Jumat, 09 Oktober 2015

USUL FIQIH TENTANG ISTIHSAN SEBAGAI DALIL HUKUM ISLAM

BAB II
ISTIHSAN SEBAGAI DALIL HUKUM ISLAM

Pengertian Istihsan
Istihsan merupakan salah satu metode ijtihad  yang di perselisihkan oleh para ulama, meskipun dalam kenyataannya, para ulama mengunakannya secara praktis, istihsan menurut bahasa yaitu, berbuat sesuatu yang lebih baik.
Dilihat dari pengertian, secara etimologis ( lughawi ) istihsan adalah memperhitungkan sesuatu yang lebih baik atau adanya sesuatu itu lebih baik maupun mengikuti yang lebih baik, ada juga mencari yang lebih baik untuk diikuti karena memang disuruh untuk itu.
Istihsan merupakan salah satu daripada sumber hukum perundangan Islam tetapi ia hanya tergolong dalam sumber hukum yang tidak disepakati. Oleh yang demikian, ulama berselisih pendapat tentang kehujahan Istihsan, ini kerana terdapat ulama yang menerima dan juga menolak Istihsan. Antara ulama yang menerima kehujahan Istihsan ialah ulama Hanafiah, Imam Malik dan sebahagian ulama Hanbali. Manakala pula, antara ulama yang menolak kehujahan Istihsan ialah Imam Shafi’i dam ulama shafi’I serta sebahagian ulama Hanbali.
Ulama yang menerima Istihsan berpendapat bahwa Istihsan adalah salah satu cara untuk mencari penyelesaian terbaik bagi kepentingan awam. Manakala pula, menurut sebahagian ulama yang menolak kehujahan Istihsan, jika Istihsan dibenarkan ini boleh membuka jalan ke arah penggunaan akal fikiran tanpa sekatan yang mana ia terdedah kepada kesilapan dalam menetapkan hukum.

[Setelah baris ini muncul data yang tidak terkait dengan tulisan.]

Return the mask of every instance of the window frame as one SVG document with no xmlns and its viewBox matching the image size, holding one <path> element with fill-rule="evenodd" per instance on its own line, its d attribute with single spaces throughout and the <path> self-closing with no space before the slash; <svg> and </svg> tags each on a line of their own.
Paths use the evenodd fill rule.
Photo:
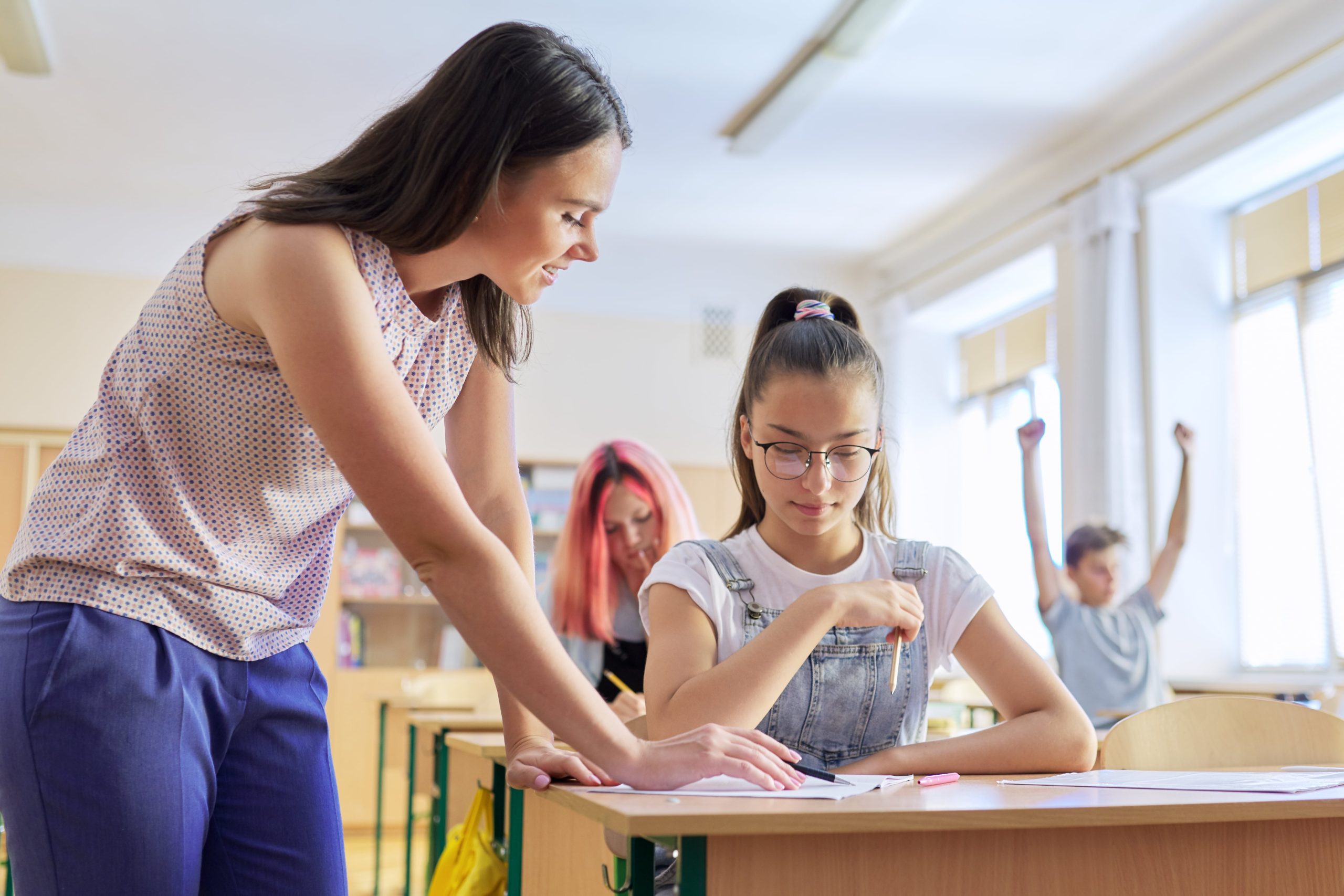
<svg viewBox="0 0 1344 896">
<path fill-rule="evenodd" d="M 1344 281 L 1344 261 L 1329 265 L 1320 270 L 1312 271 L 1309 275 L 1293 277 L 1278 283 L 1265 286 L 1255 290 L 1254 293 L 1246 296 L 1232 296 L 1231 305 L 1228 308 L 1227 326 L 1228 333 L 1236 325 L 1236 322 L 1258 310 L 1259 308 L 1273 304 L 1275 301 L 1290 300 L 1293 302 L 1294 310 L 1294 324 L 1297 328 L 1297 360 L 1298 360 L 1298 375 L 1302 383 L 1302 395 L 1306 403 L 1306 442 L 1308 451 L 1310 454 L 1312 462 L 1312 498 L 1316 505 L 1316 537 L 1320 549 L 1320 563 L 1321 563 L 1321 583 L 1324 588 L 1324 625 L 1325 625 L 1325 638 L 1327 638 L 1327 658 L 1325 664 L 1321 666 L 1312 665 L 1249 665 L 1245 658 L 1242 634 L 1241 634 L 1241 611 L 1242 611 L 1242 590 L 1241 590 L 1241 576 L 1236 579 L 1236 611 L 1238 611 L 1238 643 L 1236 643 L 1236 661 L 1238 666 L 1243 673 L 1249 674 L 1274 674 L 1274 673 L 1308 673 L 1308 674 L 1332 674 L 1344 672 L 1344 646 L 1336 642 L 1335 638 L 1335 600 L 1336 596 L 1331 591 L 1329 579 L 1329 566 L 1327 563 L 1327 549 L 1325 543 L 1325 525 L 1324 513 L 1321 508 L 1321 486 L 1317 478 L 1317 458 L 1316 458 L 1316 438 L 1312 429 L 1312 380 L 1308 373 L 1308 360 L 1306 360 L 1306 341 L 1305 341 L 1305 324 L 1308 320 L 1308 292 L 1309 287 L 1322 279 Z M 1228 376 L 1228 386 L 1231 386 L 1231 376 Z M 1228 395 L 1235 407 L 1235 396 Z M 1236 469 L 1238 458 L 1236 453 L 1239 446 L 1231 445 L 1232 465 Z M 1232 490 L 1234 490 L 1234 510 L 1232 510 L 1232 528 L 1236 549 L 1241 549 L 1241 514 L 1236 509 L 1236 502 L 1239 498 L 1236 476 L 1232 477 Z"/>
</svg>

 Hal ini kerana hukum akan dibuat berdasarkan nafsu dan fikiran, sedangkan yang berhak membuat hukum adalah Allah S W T. Jadi singkatnya, istihsan adalah tindakan meninggalkan satu hukum kepada hukum lainnya disebabkan karena ada suatu dalil syara' yang mengharuskan untuk meninggalkannya. Misal yang paling sering dikemukakan adalah peristiwa ditinggalkannya hukum potong tangan bagi pencuri di zaman khalifah Umar bin Al-Khattab ra. Padahal seharusnya pencuri harus dipotong tangannya. Itu adalah suatu hukum asal. Namun kemudian hukum ini ditinggalkan kepada hukum lainnya, berupa tidak memotong tangan pencuri. Ini adalah hukum berikutnya, dengan suatu dalil tertentu yang menguatkannya.
Mula-mula peristiwa atau kejadian itu telah ditetapkan hukumnya berdasar nash, yaitu pencuri harus dipotong tangannya. Kemudian ditemukan nash yang lain yang mengharuskan untuk meninggalkan hukum dari peristiwa atau kejadian yang telah ditetapkan itu, pindah kepada hukum lain. Dalam hal ini, sekalipun dalil pertama dianggap kuat, tetapi kepentingan menghendaki perpindahan hukum itu.

Dasar Hukum
Al- Qur’an
Az-zummar 18

               
Yang mendengarkan Perkataan lalu mengikuti apa yang paling baik di antaranya. mereka Itulah orang-orang yang telah diberi Allah petunjuk dan mereka Itulah orang-orang yang mempunyai akal.

Al- Hajj 78
                                                    
Dan berjihadlah kamu pada jalan Allah dengan Jihad yang sebenar-benarnya. Dia telah memilih kamu dan Dia sekali-kali tidak menjadikan untuk kamu dalam agama suatu kesempitan. (Ikutilah) agama orang tuamu Ibrahim. Dia (Allah) telah menamai kamu sekalian orang-orang Muslim dari dahulu, dan (begitu pula) dalam (Al Quran) ini, supaya Rasul itu menjadi saksi atas dirimu dan supaya kamu semua menjadi saksi atas segenap manusia, Maka dirikanlah sembahyang, tunaikanlah zakat dan berpeganglah kamu pada tali Allah. Dia adalah Pelindungmu, Maka Dialah Sebaik-baik pelindung dan sebaik- baik penolong.

Al-Baqarah 185
                                                 
Artinya: “(Beberapa hari yang ditentukan itu ialah) bulan Ramadhan, bulan yang di dalamnya diturunkan (permulaan) Al Quran sebagai petunjuk bagi manusia dan penjelasan-penjelasan mengenai petunjuk itu dan pembeda (antara yang hak dan yang bathil). karena itu, Barangsiapa di antara kamu hadir (di negeri tempat tinggalnya) di bulan itu, Maka hendaklah ia berpuasa pada bulan itu, dan Barangsiapa sakit atau dalam perjalanan (lalu ia berbuka), Maka (wajiblah baginya berpuasa), sebanyak hari yang ditinggalkannya itu, pada hari-hari yang lain. Allah menghendaki kemudahan bagimu, dan tidak menghendaki kesukaran bagimu. dan hendaklah kamu mencukupkan bilangannya dan hendaklah kamu mengagungkan Allah atas petunjuk-Nya yang diberikan kepadamu, supaya kamu bersyukur.”


Hadist
 “Anas ra berkata: Rasulullah SAW bersabda: “Sebaik-baiknya agamamu adalah yang lebih mudah ajarannya, dan sebaik-baiknya ibadah adalah yang dipahami syarat-rukunya.”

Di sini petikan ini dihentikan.